Loss of the 35 CW pump resulted from procedure and work control deficiencies that failed to properly restore the pump motor cables. This was more than minor since it affected the objective of the Initiating Events Cornerstone in that procedure inadequacies resulted in a perturbation in plant stability by causing a reactor trip. The finding is of very low safety significance (Green) because, although it caused a reactor trip, it did not increase the likelihood of a primary or secondary system loss of coolant accident initiator, did not contribute to a combination of a reactor trip and loss of mitigation equipment functions, and did not increase the likelihood of a fire or internal/external flood (FIN 50-286/03-02-03). This also would not have caused the unplanned scrams Performance Indicator to cross a threshold.
4OA4 Licensee Event Report Reviews
(Closed) LER 2002-003-00; Submitted on January 14, 2002 On January 14, 2003, the licensee reported LER 2002-003-00 to the NRC to report an automatic reactor trip on November 15, 2002, which was caused by a main turbine trip.
The trip was the result of a trip of the 345KV main output breakers following a fault and trip of the No. 3 breaker in the Buchanan switchyard. The details of this LER were reviewed by the inspectors and reported in NRC inspection report 50-286/02-08. Based on a review of the LER, and inspector observations immediately following the trip, this LER is closed.

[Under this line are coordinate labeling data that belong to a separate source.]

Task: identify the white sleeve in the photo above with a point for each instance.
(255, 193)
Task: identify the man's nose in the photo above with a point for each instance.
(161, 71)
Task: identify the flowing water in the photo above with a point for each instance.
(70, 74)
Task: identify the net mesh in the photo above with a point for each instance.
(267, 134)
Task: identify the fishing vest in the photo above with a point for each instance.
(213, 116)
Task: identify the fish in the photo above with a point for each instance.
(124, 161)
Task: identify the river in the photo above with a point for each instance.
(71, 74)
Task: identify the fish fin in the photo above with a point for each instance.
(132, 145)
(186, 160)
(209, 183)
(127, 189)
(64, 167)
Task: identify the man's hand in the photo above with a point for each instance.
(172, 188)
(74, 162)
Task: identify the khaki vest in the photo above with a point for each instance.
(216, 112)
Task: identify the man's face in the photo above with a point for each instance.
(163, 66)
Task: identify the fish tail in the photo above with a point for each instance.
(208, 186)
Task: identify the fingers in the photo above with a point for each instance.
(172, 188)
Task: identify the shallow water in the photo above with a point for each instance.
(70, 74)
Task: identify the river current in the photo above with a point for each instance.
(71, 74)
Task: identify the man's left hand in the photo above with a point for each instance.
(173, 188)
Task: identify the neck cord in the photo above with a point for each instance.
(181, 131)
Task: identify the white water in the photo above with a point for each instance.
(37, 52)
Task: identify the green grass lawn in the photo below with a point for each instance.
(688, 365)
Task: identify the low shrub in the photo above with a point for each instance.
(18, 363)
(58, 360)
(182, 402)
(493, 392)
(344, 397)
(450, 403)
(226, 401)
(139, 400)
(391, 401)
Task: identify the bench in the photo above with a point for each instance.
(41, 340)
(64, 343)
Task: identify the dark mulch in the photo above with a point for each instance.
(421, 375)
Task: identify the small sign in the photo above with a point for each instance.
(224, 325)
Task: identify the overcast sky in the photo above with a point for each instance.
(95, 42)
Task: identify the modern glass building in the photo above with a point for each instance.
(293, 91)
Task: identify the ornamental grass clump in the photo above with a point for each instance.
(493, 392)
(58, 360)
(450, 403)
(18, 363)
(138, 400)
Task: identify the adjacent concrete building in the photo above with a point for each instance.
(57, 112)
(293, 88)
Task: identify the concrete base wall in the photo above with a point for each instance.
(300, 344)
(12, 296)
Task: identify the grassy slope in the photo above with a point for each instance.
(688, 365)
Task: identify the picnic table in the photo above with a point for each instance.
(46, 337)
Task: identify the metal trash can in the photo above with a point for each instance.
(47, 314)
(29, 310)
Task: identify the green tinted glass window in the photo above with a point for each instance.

(Closed) LER 2003-001-00; Submitted on March 11, 2003 On March 11, 2003, the licensee reported LER 2003-001-00 to the NRC to report a manual reactor trip on January 13, 2003, due to a high differential pressure between main condenser sections. The details of this LER were reviewed by the inspectors and reported in Section 4OA3 of this report. Based on a review of the LER, and inspector observations immediately following the trip, this LER is closed.
4OA6 Meetings
Exit Meeting Summary
On May 9, 2003, the inspectors presented the inspection results to Mr. Chris Schwarz and Entergy staff members who acknowledged the inspection results presented. The inspectors verified with Entergy personnel that no materials evaluated during the inspection were considered proprietary.
ATTACHMENT:
SUPPLEMENTAL INFORMATION
KEY POINTS OF CONTACT
W. Axelson Support Supervisor
J. Boccio I&C Supervisor
R. Cavalieri Site Planning and Outage Services Manager
- R. Christman Assistant Operations Manager, Operations Staff
- J. Comiotes Director, Nuclear Safety Assurance
F. Dacimo Site Vice President
J. DeRoy Director of Engineering
R. Deschamps Radiation Protection Superintendent
M. Devlin Work Control Superintendent
R. Discensi Technical Support Manager
J. Donnelly Corrective Actions and Assessment Manager
- J. Kelly Director, Nuclear Safety Assurance
J. McCann Licensing Manager
R. Milici Senior Electrical Engineer
E. ODonnell IP3 Operations Manager
J. Perrotta Quality Assurance Manager
- S. Petrosi Design Engineering, Manager
P. Rubin IPEC Operations Manager
- C. Schwarz General Manager, Plant Operations
- M. Smith Director, Engineering Projects
D. Thompson Security Manager
A. Vitale Maintenance Manager
J. Wheeler Training Manager
R. Decensi Technical Support Manager
LIST OF ITEMS OPENED, CLOSED, AND DISCUSSED
Closed
LER 2002-003-00 Automatic turbine/reactor trip on November 15, 2002, as a result of a fault and trip of the 345KV breaker No. 3.
LER 2003-001-00 Manual reactor trip on January 13, 2003, due to loss of two circulating water pumps and a high differential pressure between main condenser sections.
Opened and Closed
NCV 50-286/03-02-01 Inadequate dedication of commercially procured equipment for the replacement of a valve actuator in the emergency diesel generator fuel supply system, which is a safety-related application.
NCV 50-286/03-02-02 A temporary alteration of the fuel storage building ventilation system was implemented without consideration of the effect on air flow within the ventilation system.
(contd) 2 FIN 50-286/03-02-03 Self-revealing green finding involving reactor trip due to poor maintenance.